Who Care's the most about SPEED?????????

The Dayum Builder,,, 

If you adjust a banjo and get the material right,, you can lay on some super nice tape ,,, clean and easy.. without all the excessive material going into your pan.


----------



## Bill from Indy (Apr 26, 2010)

betterdrywall said:


> Who Care's the most about SPEED?????????
> 
> The Dayum Builder,,,
> 
> If you adjust a banjo and get the material right,, you can lay on some super nice tape ,,, clean and easy.. without all the excessive material going into your pan.


although your right, your off a bit...my pocket cares at the end of the week or job..for me, that doesn't punch a time clock


----------



## betterdrywall (May 4, 2010)

Bill from Indy said:


> although your right, your off a bit...my pocket cares at the end of the week or job..for me, that doesn't punch a time clock


But BILL!!!!! I'm only trying for a 20 hour work week with the same Pay,,, Now if everyone would just think the same way!!!! 
I know wishful thinking,,,


----------



## taper71 (Dec 9, 2007)

betterdrywall said:


> But BILL!!!!! I'm only trying for a 20 hour work week with the same Pay,,, Now if everyone would just think the same way!!!!
> I know wishful thinking,,,


Thats a good goal :thumbsup: I average about 30 on the tools , but the buisness side of it is ongoing.


----------



## silverstilts (Oct 15, 2008)

betterdrywall said:


> But BILL!!!!! I'm only trying for a 20 hour work week with the same Pay,,, Now if everyone would just think the same way!!!!
> I know wishful thinking,,,


A 20 hour work week , are u just a part timer?

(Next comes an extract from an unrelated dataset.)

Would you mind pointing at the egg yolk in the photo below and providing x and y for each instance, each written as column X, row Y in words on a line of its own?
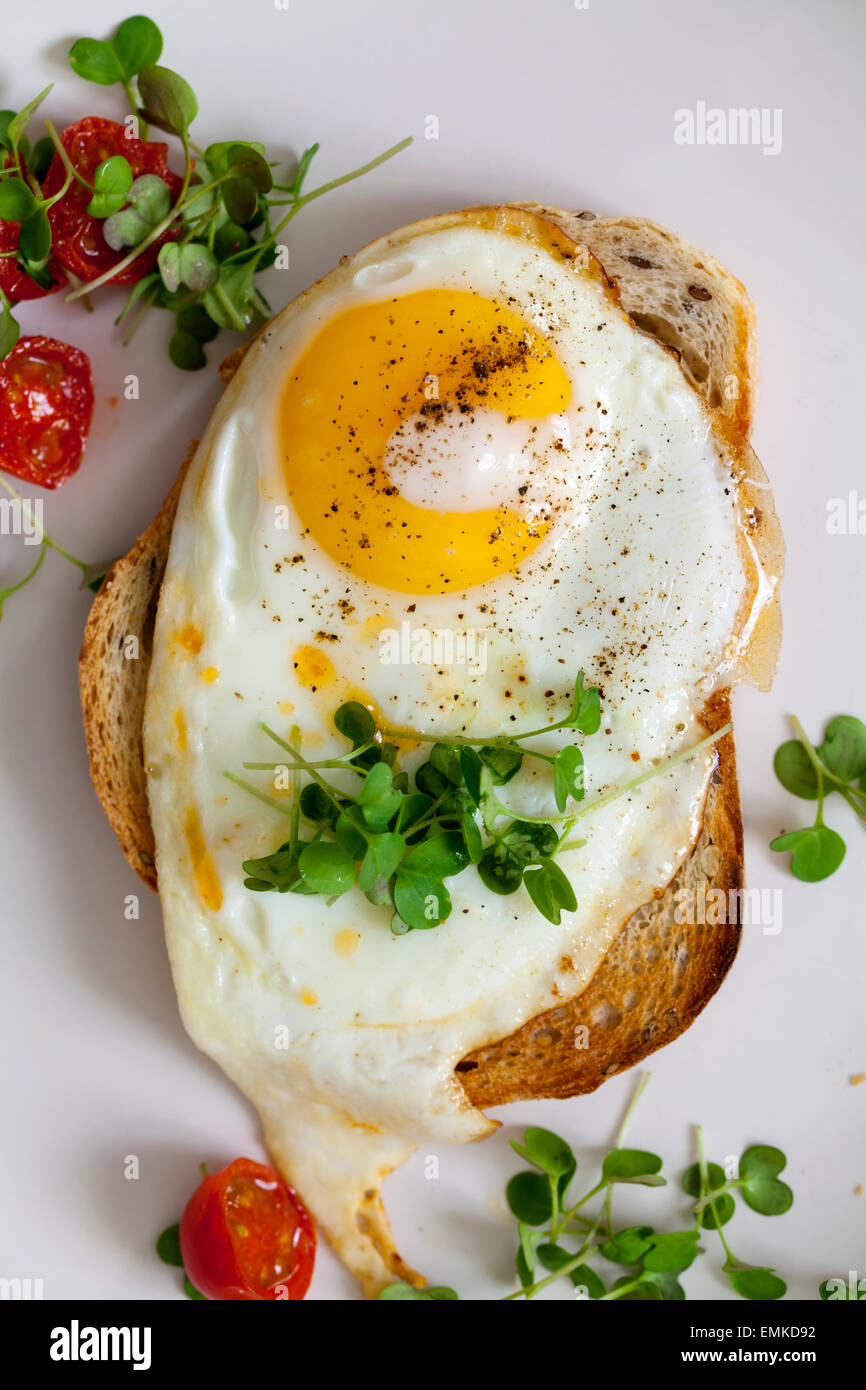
column 364, row 373
column 207, row 881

Not to many jobs only demand 20 hours (in the drywall industry that is). I honestly think if word got out that you only want to work a few hours a week not too many people would take lightly with that idea especially if you had a 4-5 hundred sheet home to get done. General Contractors & homeowners want stuff done and they usually want it done yesterday not a month or two of coming and going. It would be like you hiring a full time employee but he only wants to work 20 hrs a week how would you feel about that? You would laugh at the very idea and find someone else. You would probably only end up with all the throw back jobs nobody else wants to do, maybe you only take on very small jobs don't know your situation but it is no way to make a living especially if you want to do more than just make a living what about stashing some of it away for a rainy day or retirement, or just to buy some toys for yourself... I could see it if you were near retirement or are retired just to keep yourself busy, like i said don't know your situation ...


----------



## 2buckcanuck (Jul 9, 2010)

silverstilts said:


> How about 1 with a tube and two wiping down if they can keep up , eliminate the 4th on the payroll and use his wages to increase the others wages or just pocket the money.. I am sure at least 2 employees would go for the extra money...


and if that 4th person on the payroll turns out to be your wife,,,,even better:thumbsup:


----------



## jmr (Mar 22, 2010)

If you have a cart to roll mud while your taping uppers and your skilled, a banjo is very fast... also cheap, easy to clean... just plain simple.


----------